She had planned to spend her gap year in Africa working for the charity Afrikids which cares for orphaned and outcast children in Northern Ghana.
The money raised by the bike ride will help finance college students wanting to undertake charitable work on gap years, as Talli had intended to do. The friends also plan to donate some money directly to Afrikids.
The team set off from college on July 9, just five days after
the end of term and cycled a total of 19 days, averaging between 50 and 90 miles of cycling each day.
They endured temperatures reaching a scorching 40 degrees as they ploughed their way through Italy.
They finally finished their mammoth bike ride on August 6 in the centre of Rome, where they were greeted by family and friends.
Ollie told the Observer: "We are pretty tired. We didn't know what to expect because we had never done anything like this before, but we learnt things every day and in the end we made it. We are very proud of ourselves, it's been a great achievement."
Nick added: "We were pretty nervous before the ride, because we weren't serious cyclists and we didn't have time for much training because we were sitting A-levels all last term.
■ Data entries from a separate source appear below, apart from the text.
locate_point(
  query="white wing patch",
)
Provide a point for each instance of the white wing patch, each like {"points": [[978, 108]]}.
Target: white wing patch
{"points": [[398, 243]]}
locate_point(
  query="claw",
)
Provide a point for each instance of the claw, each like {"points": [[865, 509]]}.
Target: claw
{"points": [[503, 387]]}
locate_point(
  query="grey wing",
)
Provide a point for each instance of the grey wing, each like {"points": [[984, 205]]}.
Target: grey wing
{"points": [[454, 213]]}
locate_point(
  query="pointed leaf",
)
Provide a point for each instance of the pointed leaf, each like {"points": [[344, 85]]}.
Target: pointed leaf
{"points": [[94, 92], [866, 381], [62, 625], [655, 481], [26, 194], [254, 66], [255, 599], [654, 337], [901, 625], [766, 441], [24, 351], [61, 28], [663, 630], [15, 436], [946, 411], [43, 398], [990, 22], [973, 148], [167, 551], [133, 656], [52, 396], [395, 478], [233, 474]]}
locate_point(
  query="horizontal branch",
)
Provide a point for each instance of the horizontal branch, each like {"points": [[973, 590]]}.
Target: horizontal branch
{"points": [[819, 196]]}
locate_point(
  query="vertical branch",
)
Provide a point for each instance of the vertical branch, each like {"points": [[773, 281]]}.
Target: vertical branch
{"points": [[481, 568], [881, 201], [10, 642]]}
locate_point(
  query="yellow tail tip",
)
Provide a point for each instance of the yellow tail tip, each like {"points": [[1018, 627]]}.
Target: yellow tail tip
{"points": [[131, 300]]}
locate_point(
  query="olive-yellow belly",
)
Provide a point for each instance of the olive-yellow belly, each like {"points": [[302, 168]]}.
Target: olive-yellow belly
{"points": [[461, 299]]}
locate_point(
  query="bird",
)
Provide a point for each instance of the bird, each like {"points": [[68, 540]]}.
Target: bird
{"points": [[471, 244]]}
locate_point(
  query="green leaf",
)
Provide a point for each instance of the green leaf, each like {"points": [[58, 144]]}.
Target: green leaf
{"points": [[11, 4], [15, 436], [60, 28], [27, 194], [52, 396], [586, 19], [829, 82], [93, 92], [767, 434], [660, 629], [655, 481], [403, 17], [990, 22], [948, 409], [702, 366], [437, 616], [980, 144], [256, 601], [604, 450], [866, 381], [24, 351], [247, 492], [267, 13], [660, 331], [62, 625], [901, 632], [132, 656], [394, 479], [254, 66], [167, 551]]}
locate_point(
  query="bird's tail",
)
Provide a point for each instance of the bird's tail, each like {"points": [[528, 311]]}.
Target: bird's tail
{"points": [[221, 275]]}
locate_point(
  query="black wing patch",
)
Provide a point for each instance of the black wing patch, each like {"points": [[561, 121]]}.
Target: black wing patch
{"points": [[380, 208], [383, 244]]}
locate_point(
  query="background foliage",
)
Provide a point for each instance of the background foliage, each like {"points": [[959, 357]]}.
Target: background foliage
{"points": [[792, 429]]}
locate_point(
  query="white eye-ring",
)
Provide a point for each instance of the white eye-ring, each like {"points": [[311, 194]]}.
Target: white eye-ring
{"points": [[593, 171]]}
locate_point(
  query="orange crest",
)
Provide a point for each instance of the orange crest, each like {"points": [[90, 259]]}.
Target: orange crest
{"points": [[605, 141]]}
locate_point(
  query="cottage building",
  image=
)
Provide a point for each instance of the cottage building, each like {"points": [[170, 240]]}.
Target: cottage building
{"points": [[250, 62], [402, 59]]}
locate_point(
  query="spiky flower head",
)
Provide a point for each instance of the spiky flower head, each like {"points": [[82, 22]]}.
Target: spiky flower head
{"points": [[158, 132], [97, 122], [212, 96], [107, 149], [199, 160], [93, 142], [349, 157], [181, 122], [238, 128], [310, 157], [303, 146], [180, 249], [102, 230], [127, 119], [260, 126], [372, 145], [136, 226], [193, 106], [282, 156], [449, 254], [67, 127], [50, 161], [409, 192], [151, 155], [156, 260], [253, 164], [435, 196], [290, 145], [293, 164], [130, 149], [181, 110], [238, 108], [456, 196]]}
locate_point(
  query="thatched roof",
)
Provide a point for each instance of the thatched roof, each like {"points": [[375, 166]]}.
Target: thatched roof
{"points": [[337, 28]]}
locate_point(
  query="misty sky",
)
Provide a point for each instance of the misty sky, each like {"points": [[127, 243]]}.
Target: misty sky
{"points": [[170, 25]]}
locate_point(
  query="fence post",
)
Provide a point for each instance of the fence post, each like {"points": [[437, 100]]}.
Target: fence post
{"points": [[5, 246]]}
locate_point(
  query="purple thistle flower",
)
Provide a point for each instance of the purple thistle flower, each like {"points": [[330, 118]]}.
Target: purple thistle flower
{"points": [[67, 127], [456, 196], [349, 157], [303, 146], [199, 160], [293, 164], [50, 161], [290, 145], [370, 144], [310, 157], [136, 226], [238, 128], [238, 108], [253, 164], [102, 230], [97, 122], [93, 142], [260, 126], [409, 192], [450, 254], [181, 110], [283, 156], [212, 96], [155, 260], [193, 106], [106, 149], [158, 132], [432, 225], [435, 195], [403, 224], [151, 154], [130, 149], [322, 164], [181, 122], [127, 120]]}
It's a real relief to have finished it.
"We prepared ourselves for the absolute worst and there certainly were challenging times, including when we got ankle injuries and became very, very tired."
He said they had never had a target figure to raise and money had kept coming in even after they started the ride: "We just hoped to raise as much as we possibly could in memory of a wonderul and caring young woman."
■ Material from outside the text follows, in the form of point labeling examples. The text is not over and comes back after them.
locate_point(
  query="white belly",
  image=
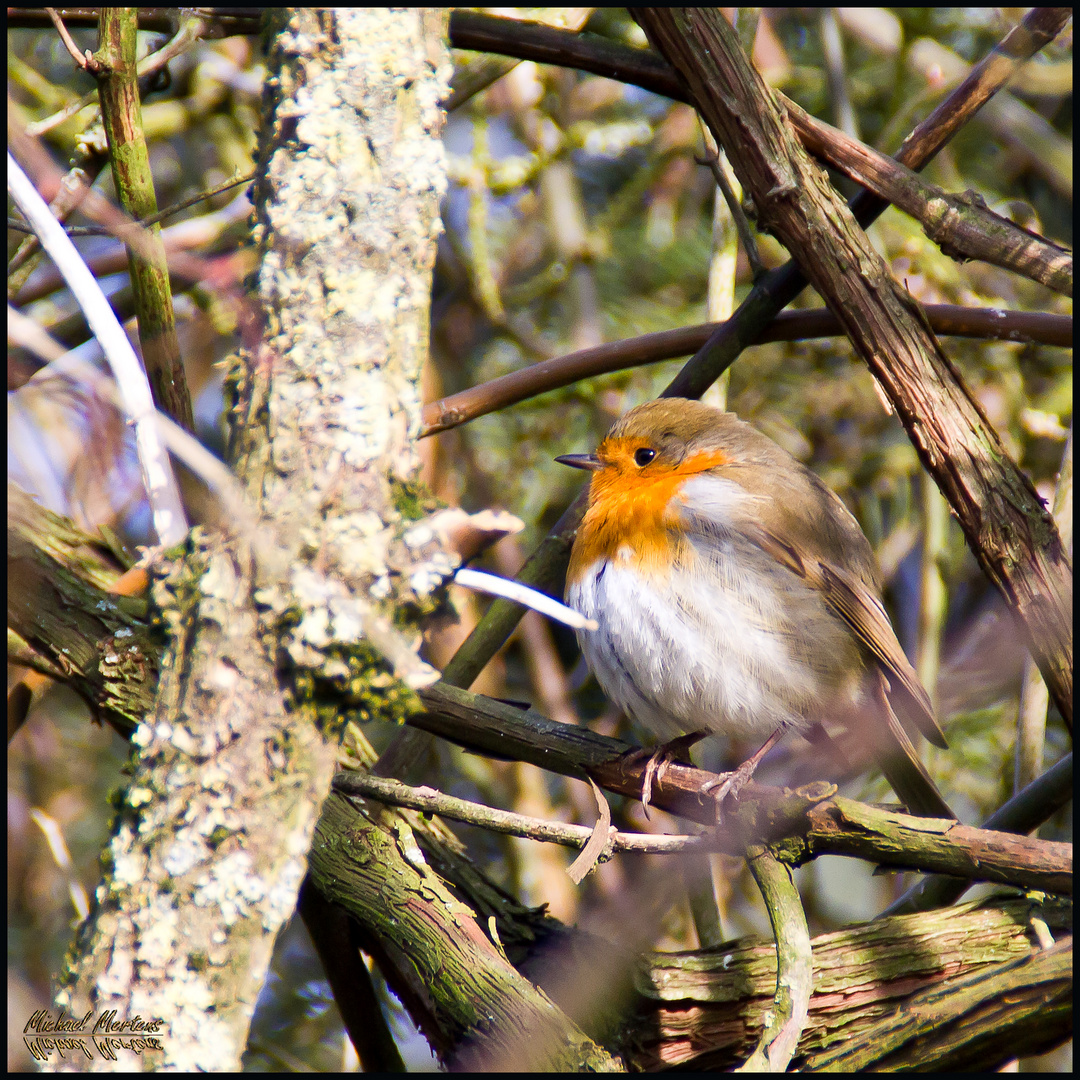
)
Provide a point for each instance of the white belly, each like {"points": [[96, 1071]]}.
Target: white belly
{"points": [[738, 655]]}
He paid tribute to Trango, the Selsey company specialising in safe travel and disaster management, which provided invaluable tracing devices for the trip to ensure their safety.
"We had brilliant support from Trango, we spoke to them every day and they tracked us all the way.
"There was one occasion when we were in 40 degrees of heat, two days from Rome, very tired and hadn't got a clue where we were and they got us on the right track, which was a major relief."